I will use this information to try and recreate. If I can recreate, I
should be able to get to root cause.
--
Mike Kravetz

> Using LLVM 17.0.2 from kernel.org [2]:
>
> $ make -skj"$(nproc)" ARCH=arm64 LLVM=1 mrproper defconfig
>
> $ scripts/config -d INIT_STACK_ALL_ZERO -e INIT_STACK_NONE
>
> $ make -skj"$(nproc)" ARCH=arm64 LLVM=1 Image.gz
>
> $ qemu-system-aarch64 \
> -display none \
> -nodefaults \
> -cpu max,pauth-impdef=true \
> -machine virt,gic-version=max,virtualization=true \
> -append 'console=ttyAMA0 earlycon' \
> -kernel arch/arm64/boot/Image.gz \
> -initrd arm64-rootfs.cpio \
> -m 512m \
> -serial mon:stdio
> ...
> [ 0.000000] Linux version 6.6.0-rc4-00317-gbfb41d6b2fe1 (nathan@dev-arch.thelio-3990X) (ClangBuiltLinux clang version 17.0.2 (https://github.com/llvm/llvm-project b2417f51dbbd7435eb3aaf203de24de6754da50e), ClangBuiltLinux LLD 17.0.2) #1 SMP PREEMPT Wed Oct 11 16:44:41 MST 2023
> ...
> [ 0.304543] Unable to handle kernel paging request at virtual address ffffff602827f9f4
> [ 0.304899] Mem abort info:
> [ 0.305022] ESR = 0x0000000096000004
> [ 0.305438] EC = 0x25: DABT (current EL), IL = 32 bits
> [ 0.305668] SET = 0, FnV = 0
> [ 0.305804] EA = 0, S1PTW = 0
> [ 0.305949] FSC = 0x04: level 0 translation fault
> [ 0.306156] Data abort info:
> [ 0.306287] ISV = 0, ISS = 0x00000004, ISS2 = 0x00000000
> [ 0.306500] CM = 0, WnR = 0, TnD = 0, TagAccess = 0
> [ 0.306711] GCS = 0, Overlay = 0, DirtyBit = 0, Xs = 0
> [ 0.306976] swapper pgtable: 4k pages, 48-bit VAs, pgdp=0000000041cc3000
> [ 0.307251] [ffffff602827f9f4] pgd=0000000000000000, p4d=0000000000000000
> [ 0.308086] Internal error: Oops: 0000000096000004 [#1] PREEMPT SMP
> [ 0.308428] Modules linked in:
> [ 0.308722] CPU: 0 PID: 1 Comm: swapper/0 Not tainted 6.6.0-rc4-00317-gbfb41d6b2fe1 #1
> [ 0.309159] Hardware name: linux,dummy-virt (DT)

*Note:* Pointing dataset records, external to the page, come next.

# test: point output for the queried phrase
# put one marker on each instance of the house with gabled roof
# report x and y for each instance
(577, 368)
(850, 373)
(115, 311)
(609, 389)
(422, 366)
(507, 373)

> [ 0.309496] pstate: 61400009 (nZCv daif +PAN -UAO -TCO +DIT -SSBS BTYPE=--)
> [ 0.309987] pc : gather_bootmem_prealloc+0x80/0x1a8
> [ 0.310673] lr : hugetlb_init+0x1c8/0x2ec
> [ 0.310871] sp : ffff80008000ba10
> [ 0.311038] x29: ffff80008000ba30 x28: 0000000000000000 x27: ffffd80a09fe7db8
> [ 0.311417] x26: 0000000000000001 x25: ffffd80a09fe7db8 x24: 0000000000000100
> [ 0.311702] x23: fffffc0000000000 x22: 0001000000000000 x21: ffff80008000ba18
> [ 0.311987] x20: ffffff602827f9c0 x19: ffffd80a0a555b60 x18: 00000000fbf7386f
> [ 0.312272] x17: 00000000bee83943 x16: 000000002ae32058 x15: 0000000000000000
> [ 0.312557] x14: 0000000000000009 x13: ffffd80a0a556d28 x12: ffffffffffffee38
> [ 0.312831] x11: ffffd80a0a556d28 x10: 0000000000000004 x9 : ffffd80a09fe7000
> [ 0.313141] x8 : 0000000d80a09fe7 x7 : 0000000001e1f7fb x6 : 0000000000000008
> [ 0.313425] x5 : ffffd80a09ef1454 x4 : ffff00001fed5630 x3 : 0000000000019e00
> [ 0.313703] x2 : ffff000002407b80 x1 : 0000000000019d00 x0 : 0000000000000000
> [ 0.314054] Call trace:
> [ 0.314259] gather_bootmem_prealloc+0x80/0x1a8
> [ 0.314536] hugetlb_init+0x1c8/0x2ec
> [ 0.314743] do_one_initcall+0xac/0x220
> [ 0.314928] do_initcall_level+0x8c/0xac
> [ 0.315114] do_initcalls+0x54/0x94
> [ 0.315276] do_basic_setup+0x1c/0x28
> [ 0.315450] kernel_init_freeable+0x104/0x170
> [ 0.315648] kernel_init+0x20/0x1a0
> [ 0.315822] ret_from_fork+0x10/0x20
> [ 0.316235] Code: 979e8c0d 8b160328 d34cfd08 8b081af4 (b9403688)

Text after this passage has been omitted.